Execution: PIMA or HIMA

Two types of isometric contractions are distinguished:

  • PIMA (Pulling/Pushing Isometric Muscle Action): Measures the ability to generate muscular tension actively and purely contractile, isolating the forearm muscles.
  • HIMA (Holding/Yielding Isometric Muscle Action): Also involves a series of passive structures (tendons, ligaments) that add to the expressed force.

Studies indicate that PIMA may offer greater reliability in reproducibility, but HIMA shows greater specificity and correlation with climbing performance (construct validity). Therefore, HIMA execution is recommended for maximum grip strength assessment. Evaluating both can be useful for detecting bilateral deficits or responses to specific training, although PIMA requires specialized equipment.

Unilateral or bilateral: do we measure with one or two hands?

Unilateral (one hand) assessment with force sensors is valuable for injury prevention, as greater strength asymmetry between sides is associated with higher risk. Climbers tend to have less asymmetry (3–5%) than the general population (10%) due to the bilateral nature of the sport.

Interestingly, in climbers, the force applied in a bilateral hang tends to be greater than the sum of unilateral forces. This could be explained by greater joint stability of the shoulder girdle in bilateral execution. However, unilateral assessment gives us crucial information about possible deficits and underlying issues in the upper limb kinetic chain.

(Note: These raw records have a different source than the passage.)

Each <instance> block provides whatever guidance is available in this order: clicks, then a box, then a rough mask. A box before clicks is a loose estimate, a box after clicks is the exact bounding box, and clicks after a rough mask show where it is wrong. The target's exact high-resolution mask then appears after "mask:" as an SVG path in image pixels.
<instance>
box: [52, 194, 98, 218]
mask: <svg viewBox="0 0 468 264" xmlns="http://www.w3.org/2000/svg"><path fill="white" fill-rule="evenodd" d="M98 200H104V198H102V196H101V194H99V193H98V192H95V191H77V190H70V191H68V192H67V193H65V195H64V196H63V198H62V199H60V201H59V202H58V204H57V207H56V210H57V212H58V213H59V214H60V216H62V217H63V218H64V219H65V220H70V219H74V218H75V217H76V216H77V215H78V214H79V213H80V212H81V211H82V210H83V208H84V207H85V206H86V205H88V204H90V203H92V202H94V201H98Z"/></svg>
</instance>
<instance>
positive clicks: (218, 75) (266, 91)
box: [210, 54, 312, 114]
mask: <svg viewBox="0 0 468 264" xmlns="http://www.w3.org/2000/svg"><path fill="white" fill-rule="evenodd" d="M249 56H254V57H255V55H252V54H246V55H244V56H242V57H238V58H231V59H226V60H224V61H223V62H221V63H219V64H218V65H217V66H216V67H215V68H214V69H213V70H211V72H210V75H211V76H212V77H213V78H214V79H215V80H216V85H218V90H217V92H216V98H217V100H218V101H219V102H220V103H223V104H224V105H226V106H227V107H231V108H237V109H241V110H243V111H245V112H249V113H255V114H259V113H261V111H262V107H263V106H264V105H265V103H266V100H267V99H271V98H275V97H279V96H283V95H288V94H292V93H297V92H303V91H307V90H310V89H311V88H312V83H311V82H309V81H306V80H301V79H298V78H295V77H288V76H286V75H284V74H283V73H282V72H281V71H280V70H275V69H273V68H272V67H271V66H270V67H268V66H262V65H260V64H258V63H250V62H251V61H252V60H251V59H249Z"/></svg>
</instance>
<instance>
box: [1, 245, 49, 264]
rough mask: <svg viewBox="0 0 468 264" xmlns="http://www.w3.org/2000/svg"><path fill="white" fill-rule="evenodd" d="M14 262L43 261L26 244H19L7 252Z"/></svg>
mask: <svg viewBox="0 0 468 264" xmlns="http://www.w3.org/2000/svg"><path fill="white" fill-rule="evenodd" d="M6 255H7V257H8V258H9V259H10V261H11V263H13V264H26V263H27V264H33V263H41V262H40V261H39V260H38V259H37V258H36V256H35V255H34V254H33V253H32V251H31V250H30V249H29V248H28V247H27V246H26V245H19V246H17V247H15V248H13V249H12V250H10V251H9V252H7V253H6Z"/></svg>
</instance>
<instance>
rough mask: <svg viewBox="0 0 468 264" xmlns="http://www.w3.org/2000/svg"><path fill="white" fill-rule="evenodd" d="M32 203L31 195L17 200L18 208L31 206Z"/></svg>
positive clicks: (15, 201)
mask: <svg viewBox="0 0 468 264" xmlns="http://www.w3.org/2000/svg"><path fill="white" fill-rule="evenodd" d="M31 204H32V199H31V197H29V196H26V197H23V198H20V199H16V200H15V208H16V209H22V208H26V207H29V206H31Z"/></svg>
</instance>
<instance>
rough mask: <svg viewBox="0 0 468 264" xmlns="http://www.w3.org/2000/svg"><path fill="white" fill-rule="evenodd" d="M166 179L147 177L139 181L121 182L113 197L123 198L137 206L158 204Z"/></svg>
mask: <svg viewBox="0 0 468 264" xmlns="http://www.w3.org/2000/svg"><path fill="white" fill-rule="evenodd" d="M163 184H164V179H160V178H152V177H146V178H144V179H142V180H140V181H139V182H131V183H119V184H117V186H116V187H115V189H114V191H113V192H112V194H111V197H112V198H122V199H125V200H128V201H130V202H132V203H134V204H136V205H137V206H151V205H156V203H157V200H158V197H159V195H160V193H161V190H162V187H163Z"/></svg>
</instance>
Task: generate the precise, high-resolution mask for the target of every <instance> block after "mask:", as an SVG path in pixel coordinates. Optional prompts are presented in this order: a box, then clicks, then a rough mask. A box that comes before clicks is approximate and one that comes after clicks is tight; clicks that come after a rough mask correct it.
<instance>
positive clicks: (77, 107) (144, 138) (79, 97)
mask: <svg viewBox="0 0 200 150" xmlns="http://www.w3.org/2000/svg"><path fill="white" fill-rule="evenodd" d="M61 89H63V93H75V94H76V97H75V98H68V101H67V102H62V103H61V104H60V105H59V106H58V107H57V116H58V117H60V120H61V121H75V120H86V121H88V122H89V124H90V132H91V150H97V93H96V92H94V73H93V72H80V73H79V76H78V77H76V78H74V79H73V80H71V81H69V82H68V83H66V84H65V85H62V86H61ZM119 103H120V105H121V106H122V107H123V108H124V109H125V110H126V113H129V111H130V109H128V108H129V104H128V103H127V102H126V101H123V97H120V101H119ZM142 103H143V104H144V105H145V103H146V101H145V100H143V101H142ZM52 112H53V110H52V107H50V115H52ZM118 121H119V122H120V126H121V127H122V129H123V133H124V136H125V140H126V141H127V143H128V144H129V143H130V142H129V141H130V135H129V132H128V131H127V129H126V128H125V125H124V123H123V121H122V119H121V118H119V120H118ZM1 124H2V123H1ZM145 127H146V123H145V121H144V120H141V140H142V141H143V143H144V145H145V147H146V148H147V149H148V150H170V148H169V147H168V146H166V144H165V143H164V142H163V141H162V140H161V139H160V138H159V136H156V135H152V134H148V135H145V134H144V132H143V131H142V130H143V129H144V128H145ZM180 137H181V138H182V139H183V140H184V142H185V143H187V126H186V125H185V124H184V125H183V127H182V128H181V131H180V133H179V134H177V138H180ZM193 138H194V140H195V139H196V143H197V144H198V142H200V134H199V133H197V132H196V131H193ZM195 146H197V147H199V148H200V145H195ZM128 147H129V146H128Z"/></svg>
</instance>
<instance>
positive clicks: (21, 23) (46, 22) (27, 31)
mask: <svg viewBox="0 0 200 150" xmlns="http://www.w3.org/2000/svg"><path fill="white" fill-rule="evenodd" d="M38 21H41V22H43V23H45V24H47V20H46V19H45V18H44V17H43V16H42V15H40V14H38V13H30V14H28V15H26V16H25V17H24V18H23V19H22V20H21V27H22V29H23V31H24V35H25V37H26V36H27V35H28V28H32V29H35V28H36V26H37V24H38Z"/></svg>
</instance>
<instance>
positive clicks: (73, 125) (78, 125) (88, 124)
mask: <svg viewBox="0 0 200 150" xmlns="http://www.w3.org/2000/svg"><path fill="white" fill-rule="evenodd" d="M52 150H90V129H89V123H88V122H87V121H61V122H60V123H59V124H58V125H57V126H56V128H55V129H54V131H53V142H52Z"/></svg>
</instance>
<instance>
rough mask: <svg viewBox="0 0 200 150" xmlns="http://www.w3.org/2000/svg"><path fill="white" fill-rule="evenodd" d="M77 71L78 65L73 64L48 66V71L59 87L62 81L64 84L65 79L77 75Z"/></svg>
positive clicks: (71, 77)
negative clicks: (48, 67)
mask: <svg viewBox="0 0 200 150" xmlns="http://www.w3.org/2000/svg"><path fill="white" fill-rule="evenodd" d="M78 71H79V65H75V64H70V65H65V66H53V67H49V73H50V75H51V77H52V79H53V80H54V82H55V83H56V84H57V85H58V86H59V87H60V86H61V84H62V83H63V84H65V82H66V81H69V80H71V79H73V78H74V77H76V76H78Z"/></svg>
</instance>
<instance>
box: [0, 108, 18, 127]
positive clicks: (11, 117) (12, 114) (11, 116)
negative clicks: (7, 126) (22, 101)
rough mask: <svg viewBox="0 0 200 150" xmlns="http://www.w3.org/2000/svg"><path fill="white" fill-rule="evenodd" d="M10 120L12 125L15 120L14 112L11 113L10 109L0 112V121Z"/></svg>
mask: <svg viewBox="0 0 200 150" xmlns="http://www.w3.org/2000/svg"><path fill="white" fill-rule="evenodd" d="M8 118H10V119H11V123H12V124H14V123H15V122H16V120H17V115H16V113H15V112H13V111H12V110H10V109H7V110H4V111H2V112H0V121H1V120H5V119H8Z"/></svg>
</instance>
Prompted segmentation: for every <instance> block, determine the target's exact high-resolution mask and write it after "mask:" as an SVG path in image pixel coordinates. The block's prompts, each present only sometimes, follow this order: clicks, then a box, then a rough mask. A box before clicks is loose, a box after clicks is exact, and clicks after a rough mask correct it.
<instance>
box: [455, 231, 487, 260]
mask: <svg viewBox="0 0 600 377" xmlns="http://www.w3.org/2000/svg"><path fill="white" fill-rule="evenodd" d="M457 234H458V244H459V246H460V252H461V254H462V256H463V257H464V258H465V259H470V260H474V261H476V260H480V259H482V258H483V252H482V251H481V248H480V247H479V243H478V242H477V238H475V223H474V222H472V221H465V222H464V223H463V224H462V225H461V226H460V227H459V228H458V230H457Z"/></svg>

Proposed protocol for maximum isometric strength assessment (Bergua 2023)

  1. Selection of adjusted edge size: Use MED_40 or MED_25 according to profile, or MHT_16 to estimate.
  2. Unilateral peak force (PF) assessment: With the HIMA method, emphasizing dropping weight onto the hold.
  3. Optional PIMA assessment: To compare active and passive force.
  4. Calculation of the Strength Indicator:
    • Indicator = (Peak Force * 0.95) / (Body Weight * Edge Size).
    • This 0.95 factor normalizes peak force to a value more representative of sustained force at 3–5 seconds, the most studied.
    • Typical ranges: <7a (<5), 7a–8a (5–10), >8a (10–20).

Although this methodology is based on personal observations and not scientifically validated, it has shown greater validity than studies using only one edge size.

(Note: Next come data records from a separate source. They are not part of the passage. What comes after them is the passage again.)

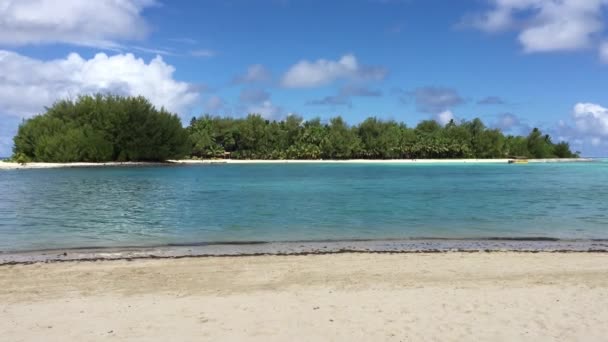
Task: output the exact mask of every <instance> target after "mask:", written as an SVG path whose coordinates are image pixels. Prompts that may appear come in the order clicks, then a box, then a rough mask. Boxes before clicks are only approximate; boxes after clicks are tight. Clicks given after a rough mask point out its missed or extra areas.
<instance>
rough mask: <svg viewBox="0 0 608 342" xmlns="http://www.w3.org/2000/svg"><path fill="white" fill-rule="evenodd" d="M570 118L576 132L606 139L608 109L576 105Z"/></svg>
mask: <svg viewBox="0 0 608 342" xmlns="http://www.w3.org/2000/svg"><path fill="white" fill-rule="evenodd" d="M572 116H573V118H574V124H575V126H576V129H577V131H578V132H580V133H582V134H585V135H587V136H595V137H597V138H600V137H603V138H608V108H604V107H602V106H600V105H597V104H593V103H577V104H576V105H575V106H574V112H573V114H572Z"/></svg>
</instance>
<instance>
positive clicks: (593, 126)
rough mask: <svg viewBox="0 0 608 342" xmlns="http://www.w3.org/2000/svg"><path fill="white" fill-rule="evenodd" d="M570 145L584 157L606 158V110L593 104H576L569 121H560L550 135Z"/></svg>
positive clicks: (606, 150)
mask: <svg viewBox="0 0 608 342" xmlns="http://www.w3.org/2000/svg"><path fill="white" fill-rule="evenodd" d="M552 135H553V136H556V137H558V140H565V141H569V142H570V143H572V145H573V147H574V148H575V149H579V150H582V151H583V152H584V153H585V155H592V156H593V155H595V156H606V153H608V150H606V149H605V147H606V146H608V108H606V107H603V106H601V105H598V104H594V103H583V102H581V103H577V104H576V105H575V106H574V108H573V110H572V116H571V120H567V121H564V120H560V121H559V122H558V124H557V127H556V129H555V130H554V132H553V133H552Z"/></svg>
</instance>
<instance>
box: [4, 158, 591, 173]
mask: <svg viewBox="0 0 608 342" xmlns="http://www.w3.org/2000/svg"><path fill="white" fill-rule="evenodd" d="M509 160H512V159H347V160H323V159H315V160H310V159H280V160H252V159H202V160H194V159H183V160H168V161H167V162H165V163H162V162H105V163H27V164H19V163H12V162H2V161H0V170H21V169H54V168H96V167H146V166H167V165H205V164H506V163H508V162H509ZM592 161H593V159H591V158H563V159H558V158H552V159H528V162H530V163H572V162H592Z"/></svg>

Considerations for different levels and special cases

  • Beginner Climbers: Simpler and safer tests, such as max hang time on a moderate edge (16 mm or the size of the distal phalanx) or determining the edge size for a fixed hang of 25–40 seconds.
  • Subjects with Short Pinky: Measurement can be done with the three central fingers, using syndactyly taping (joining pinky and ring finger) to prevent injuries and avoid the quadriga effect.

Conclusion

Grip strength assessment is a fundamental pillar for intelligent climbing training. It allows us to go beyond perceptions, obtaining precise and reliable data that guide our progression. By considering grip type, size adjusted to our level, duration and execution method, and whether we measure unilaterally or bilaterally, we can get a clear picture of our capacity. Thus, we transform “feeling” into “knowing,” optimizing our training and climbing with greater efficiency and safety.